[SOLVED] How to skip a number even if it's a random form of it?

TheGeniusLOL · 11-09-2018, 03:55 PM

Hello astrogeek,

I understand the first step where we sort the contents from $line.

As for the remaining steps I am clueless.

Quote:

So your next task is to create an associative array, whose keys are the concatenated values from the sorted array, $inarr. I named this array processed in my first example (which included a give-away hint of how to do this!), but you can name yours anything you want.

I don't get it on how to create a concatented key array.

I'm sorry for my lack of understanding this. I am 50 years old, a late bloomer to all this shell scripting stuff. I read the article but it's too Greek crytic to me and confusing.

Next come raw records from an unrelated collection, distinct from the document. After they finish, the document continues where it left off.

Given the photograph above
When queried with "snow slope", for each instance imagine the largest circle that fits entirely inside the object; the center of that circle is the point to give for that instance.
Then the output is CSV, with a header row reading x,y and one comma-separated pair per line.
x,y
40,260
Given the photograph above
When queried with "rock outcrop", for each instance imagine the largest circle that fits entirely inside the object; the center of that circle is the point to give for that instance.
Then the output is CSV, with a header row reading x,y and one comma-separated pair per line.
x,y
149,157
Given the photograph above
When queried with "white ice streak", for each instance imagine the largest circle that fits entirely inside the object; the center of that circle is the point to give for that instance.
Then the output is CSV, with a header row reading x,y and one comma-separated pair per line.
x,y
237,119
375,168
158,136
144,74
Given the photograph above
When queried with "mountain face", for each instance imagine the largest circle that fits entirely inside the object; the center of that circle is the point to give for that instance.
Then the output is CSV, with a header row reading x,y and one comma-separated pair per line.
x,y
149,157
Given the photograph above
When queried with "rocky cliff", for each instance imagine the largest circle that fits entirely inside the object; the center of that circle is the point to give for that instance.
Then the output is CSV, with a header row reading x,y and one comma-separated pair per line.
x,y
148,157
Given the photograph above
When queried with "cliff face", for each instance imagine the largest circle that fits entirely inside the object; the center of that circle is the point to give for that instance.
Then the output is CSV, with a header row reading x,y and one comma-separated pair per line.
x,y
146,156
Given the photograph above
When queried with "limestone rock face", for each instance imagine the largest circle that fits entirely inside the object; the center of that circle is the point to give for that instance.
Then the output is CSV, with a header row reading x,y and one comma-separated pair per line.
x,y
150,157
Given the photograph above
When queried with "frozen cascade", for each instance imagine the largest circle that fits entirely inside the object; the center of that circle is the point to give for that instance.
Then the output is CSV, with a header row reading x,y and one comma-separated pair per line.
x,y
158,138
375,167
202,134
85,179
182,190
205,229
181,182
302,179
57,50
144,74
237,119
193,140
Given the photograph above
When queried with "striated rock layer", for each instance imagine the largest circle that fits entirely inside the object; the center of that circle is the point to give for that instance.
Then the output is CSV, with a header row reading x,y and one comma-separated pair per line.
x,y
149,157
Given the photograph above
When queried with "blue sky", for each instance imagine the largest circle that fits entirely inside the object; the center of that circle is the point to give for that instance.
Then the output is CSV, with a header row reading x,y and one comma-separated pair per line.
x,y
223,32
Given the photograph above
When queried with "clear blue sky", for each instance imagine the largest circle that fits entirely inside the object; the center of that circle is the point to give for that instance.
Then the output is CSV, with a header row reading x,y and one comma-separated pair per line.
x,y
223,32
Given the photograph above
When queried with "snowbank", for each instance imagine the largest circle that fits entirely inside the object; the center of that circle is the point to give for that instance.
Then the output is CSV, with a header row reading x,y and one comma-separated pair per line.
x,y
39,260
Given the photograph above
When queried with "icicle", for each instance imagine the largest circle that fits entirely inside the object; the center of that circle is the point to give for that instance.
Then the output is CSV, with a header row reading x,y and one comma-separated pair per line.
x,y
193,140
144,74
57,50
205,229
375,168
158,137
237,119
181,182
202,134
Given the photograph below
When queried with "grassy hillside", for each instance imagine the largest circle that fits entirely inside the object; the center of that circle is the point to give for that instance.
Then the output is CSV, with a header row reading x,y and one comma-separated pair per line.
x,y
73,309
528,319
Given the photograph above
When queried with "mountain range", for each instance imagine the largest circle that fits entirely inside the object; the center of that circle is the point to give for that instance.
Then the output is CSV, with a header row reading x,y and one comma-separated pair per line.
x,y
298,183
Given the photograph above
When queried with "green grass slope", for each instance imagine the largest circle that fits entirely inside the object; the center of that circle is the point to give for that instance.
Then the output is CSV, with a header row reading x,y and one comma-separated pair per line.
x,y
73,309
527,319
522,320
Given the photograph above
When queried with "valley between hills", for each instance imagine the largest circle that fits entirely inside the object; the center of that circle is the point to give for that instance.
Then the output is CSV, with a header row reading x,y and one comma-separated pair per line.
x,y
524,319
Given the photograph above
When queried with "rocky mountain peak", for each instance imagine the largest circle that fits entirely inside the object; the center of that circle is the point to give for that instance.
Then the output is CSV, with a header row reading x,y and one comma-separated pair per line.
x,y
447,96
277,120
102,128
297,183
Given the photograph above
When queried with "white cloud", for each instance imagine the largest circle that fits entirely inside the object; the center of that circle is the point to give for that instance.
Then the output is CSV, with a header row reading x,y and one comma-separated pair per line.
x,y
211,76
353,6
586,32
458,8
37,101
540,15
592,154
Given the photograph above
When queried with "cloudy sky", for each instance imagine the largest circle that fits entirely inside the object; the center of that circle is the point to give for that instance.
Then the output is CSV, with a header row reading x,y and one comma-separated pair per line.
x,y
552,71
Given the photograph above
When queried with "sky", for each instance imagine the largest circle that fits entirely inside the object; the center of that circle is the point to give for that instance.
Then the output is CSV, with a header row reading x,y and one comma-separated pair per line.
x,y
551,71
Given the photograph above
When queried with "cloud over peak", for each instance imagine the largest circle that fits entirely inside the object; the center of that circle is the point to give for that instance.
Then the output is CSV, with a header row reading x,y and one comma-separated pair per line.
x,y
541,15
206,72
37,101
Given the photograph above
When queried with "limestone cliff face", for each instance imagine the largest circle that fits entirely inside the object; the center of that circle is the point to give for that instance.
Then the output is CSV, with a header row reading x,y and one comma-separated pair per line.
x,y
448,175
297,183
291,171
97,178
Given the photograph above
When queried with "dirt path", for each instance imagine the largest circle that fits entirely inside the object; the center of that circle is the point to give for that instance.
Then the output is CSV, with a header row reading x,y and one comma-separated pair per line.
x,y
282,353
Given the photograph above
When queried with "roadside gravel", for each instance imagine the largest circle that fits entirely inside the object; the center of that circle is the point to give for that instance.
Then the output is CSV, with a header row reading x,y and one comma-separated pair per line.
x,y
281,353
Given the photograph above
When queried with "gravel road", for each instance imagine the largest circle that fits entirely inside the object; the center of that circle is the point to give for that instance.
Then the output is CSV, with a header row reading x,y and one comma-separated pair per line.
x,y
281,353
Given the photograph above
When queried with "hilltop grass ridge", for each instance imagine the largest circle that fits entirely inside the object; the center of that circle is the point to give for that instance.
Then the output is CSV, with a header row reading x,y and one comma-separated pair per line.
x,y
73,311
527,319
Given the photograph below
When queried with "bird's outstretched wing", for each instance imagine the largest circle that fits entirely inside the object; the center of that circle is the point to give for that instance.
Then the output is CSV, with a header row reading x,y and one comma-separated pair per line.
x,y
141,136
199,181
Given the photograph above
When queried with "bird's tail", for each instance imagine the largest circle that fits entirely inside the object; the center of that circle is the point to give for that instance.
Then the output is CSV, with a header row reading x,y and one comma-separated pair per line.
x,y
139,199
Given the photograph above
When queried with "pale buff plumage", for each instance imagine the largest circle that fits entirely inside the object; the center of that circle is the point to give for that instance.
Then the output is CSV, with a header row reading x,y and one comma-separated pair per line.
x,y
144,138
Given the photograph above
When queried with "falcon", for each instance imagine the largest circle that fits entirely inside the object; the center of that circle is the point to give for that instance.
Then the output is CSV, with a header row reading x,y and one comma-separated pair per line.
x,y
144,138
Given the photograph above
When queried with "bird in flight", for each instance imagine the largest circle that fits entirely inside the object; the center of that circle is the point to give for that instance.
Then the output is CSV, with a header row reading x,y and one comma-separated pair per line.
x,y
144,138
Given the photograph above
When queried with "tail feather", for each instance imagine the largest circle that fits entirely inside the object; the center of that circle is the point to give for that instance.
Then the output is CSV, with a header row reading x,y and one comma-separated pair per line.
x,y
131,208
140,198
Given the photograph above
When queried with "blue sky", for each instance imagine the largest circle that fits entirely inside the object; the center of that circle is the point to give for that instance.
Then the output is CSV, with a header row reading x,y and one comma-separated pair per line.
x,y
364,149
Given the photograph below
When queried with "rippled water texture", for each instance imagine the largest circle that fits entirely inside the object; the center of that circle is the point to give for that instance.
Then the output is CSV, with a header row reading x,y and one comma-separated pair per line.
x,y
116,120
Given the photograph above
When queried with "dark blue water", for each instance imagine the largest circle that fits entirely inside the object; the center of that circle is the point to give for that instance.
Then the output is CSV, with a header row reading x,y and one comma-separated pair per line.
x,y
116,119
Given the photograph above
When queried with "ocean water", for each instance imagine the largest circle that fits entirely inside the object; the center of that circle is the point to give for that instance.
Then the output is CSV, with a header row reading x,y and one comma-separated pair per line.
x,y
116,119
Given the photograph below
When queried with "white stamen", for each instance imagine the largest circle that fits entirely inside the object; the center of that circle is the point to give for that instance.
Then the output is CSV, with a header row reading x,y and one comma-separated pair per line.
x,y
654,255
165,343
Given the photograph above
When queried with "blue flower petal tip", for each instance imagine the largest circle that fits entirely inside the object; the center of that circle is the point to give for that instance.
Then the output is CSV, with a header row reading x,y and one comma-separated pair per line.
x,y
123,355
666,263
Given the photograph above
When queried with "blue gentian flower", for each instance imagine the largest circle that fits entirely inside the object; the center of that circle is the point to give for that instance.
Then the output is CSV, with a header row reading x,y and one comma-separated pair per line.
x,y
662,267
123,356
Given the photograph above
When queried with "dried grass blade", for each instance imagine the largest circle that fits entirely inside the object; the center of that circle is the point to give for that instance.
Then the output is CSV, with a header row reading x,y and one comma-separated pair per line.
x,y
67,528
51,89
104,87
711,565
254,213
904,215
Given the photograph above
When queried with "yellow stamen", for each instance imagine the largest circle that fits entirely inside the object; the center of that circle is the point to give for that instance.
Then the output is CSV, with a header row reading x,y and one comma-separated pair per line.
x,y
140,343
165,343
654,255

I need the complete working script if you can provide it. I really would appreciate it.

Thanks in advance

lougavulin · 11-09-2018, 08:10 PM

This is not exactly how astrogeek did it. For me, it seems simpler that way :

Code:

# An associative array
# For instance, dirarr['100']=1
# '100' is what we call the key and 1 is the value. Here only the key matter to us.
declare -A didarr
while read line; do
    #put sorted line digits into array, I'll give you one way to do it, see if you can find others...
    inarr=$(echo ${line} | tr " " "\n" | sort -n | tr -d "\n")
    # For instance, inarr='123', so does '123' exist into our array ?
    if [ ${didarr[$inarr]} ]; then
         echo "Skipping ${line}"
    else
         echo "Processing ${line}"
         # Add the new processed line into the array as a key
         didarr[$inarr]=1
    fi
done< patterns.txt

TheGeniusLOL · 11-09-2018, 10:33 PM

Quote:

Originally Posted by lougavulin

This is not exactly how astrogeek did it. For me, it seems simpler that way :

Code:

# An associative array
# For instance, dirarr['100']=1
# '100' is what we call the key and 1 is the value. Here only the key matter to us.
declare -A didarr
while read line; do
    #put sorted line digits into array, I'll give you one way to do it, see if you can find others...
    inarr=$(echo ${line} | tr " " "\n" | sort -n | tr -d "\n")
    # For instance, inarr='123', so does '123' exist into our array ?
    if [ ${didarr[$inarr]} ]; then
         echo "Skipping ${line}"
    else
         echo "Processing ${line}"
         # Add the new processed line into the array as a key
         didarr[$inarr]=1
    fi
done< patterns.txt

WOW! thanks lougavulin for the help. I couldn't do this in a million years if I tried. The script is still a bit cryptic for me to understand, but all that matter is that it works.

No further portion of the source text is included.